Cardinal calls for action after 27 migrants drown in English Channel
Cardinal Nichols at Westminster Cathedral on April 18, 2019. / Mazur/catholicnews.org.uk.
London, England, Nov 25, 2021 / 08:05 am (CNA).
A cardinal said on Thursday that the death of 27 migrants attempting to cross the English Channel is “a tragic summons to action.”
Cardinal Vincent Nichols, president of the Catholic Bishops’ Conference of England and Wales, appealed on Nov. 25 for “focused international cooperation” to prevent further deaths in the waters between France and the U.K.
“The terrible loss of so many lives in the Channel is a tragic summons to action. This event illustrates graphically both the ruthless evil of the traffickers and the desperation of those trying to escape poverty, conflict, or persecution in search of a better life,” the archbishop of Westminster said.
“Every one is a child of God, with an innate dignity and worth. Focused international cooperation, safe routes to sanctuary and joint efforts to tackle poverty are all needed in the face of a global flood of desperate humanity.”
The BBC reported that 17 men, seven women, and three children died on Nov. 24 when their boat sank near the French port of Calais. It was the deadliest incident in the Channel since the International Organization for Migration began collecting data in 2014.
French police have arrested five people in connection with the deaths amid an ongoing dispute between the British and French governments over a surge in migrants attempting to make the treacherous crossing.
Responding to the deaths, French President Emmanuel Macron, who is due to meet Pope Francis on Friday, said: “France will not let the Channel become a graveyard.”
A memorial plaque for migrants who have died in the English Channel in Dover, Kent. Mazur/cbcew.org.uk.
More than 25,000 people have crossed the Channel in small boats this year — three times last year’s number.

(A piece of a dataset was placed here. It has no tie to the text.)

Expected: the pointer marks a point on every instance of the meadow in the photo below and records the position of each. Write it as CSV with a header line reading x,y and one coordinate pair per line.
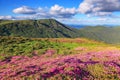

Catholic leaders in the U.K. and France have repeatedly called for greater efforts to stem the crisis.
Four bishops of northern French dioceses issued a joint statement expressing indignation at the migrants’ deaths.
“Once again children, women, and men who have left everything behind in search of a better world have been crushed by the sea,” they said on Nov. 25.
“How can we not mourn them? How can we not be heartbroken? How can we not revolt against the ignominy of those who take advantage of their fragility and their hope for a better life for their families and themselves, to rob them before sending them in fragile boats to certain death?”
“How can we believe that closing borders and reinforcing security can provide a lasting solution to this migratory crisis?”
Archbishop Laurent Ulrich of Lille, Archbishop Vincent Dollmann of Cambrai, Bishop Olivier Leborge of Arras, and Lille auxiliary Bishop Antoine Herouard said that emotions were “running high” in the Catholic community and among groups assisting migrants.
“The challenges of contemporary migration are certainly complex, and we Catholics are also very small in the face of this,” they said.
Citing the pope’s words at a 2018 Mass for migrants, they said that “with Pope Francis, we believe in the response ‘of solidarity and mercy’; ‘a response less concerned with calculations, than with the need for an equitable distribution of responsibilities, an honest and sincere assessment of the alternatives and a prudent management.’”
Cardinal Robert Sarah, the former prefect of the Vatican Congregation for Divine Worship, told the French radio station Europe 1 on Nov. 25 that migrants’ deaths represented a “triple betrayal.”
“Young people from Africa are being taken away from their country, their intelligence, their lifeblood,” the Guinean cardinal said.
“Then, these young people are presented with Europe as an Eldorado. They are told that they will have everything, when this is not true.”
“And finally, we do not react against the smugglers who take advantage of their naivety and make them die in the middle of the sea. We should fight this evil at its roots and present Europe as it is, with its difficulties too.”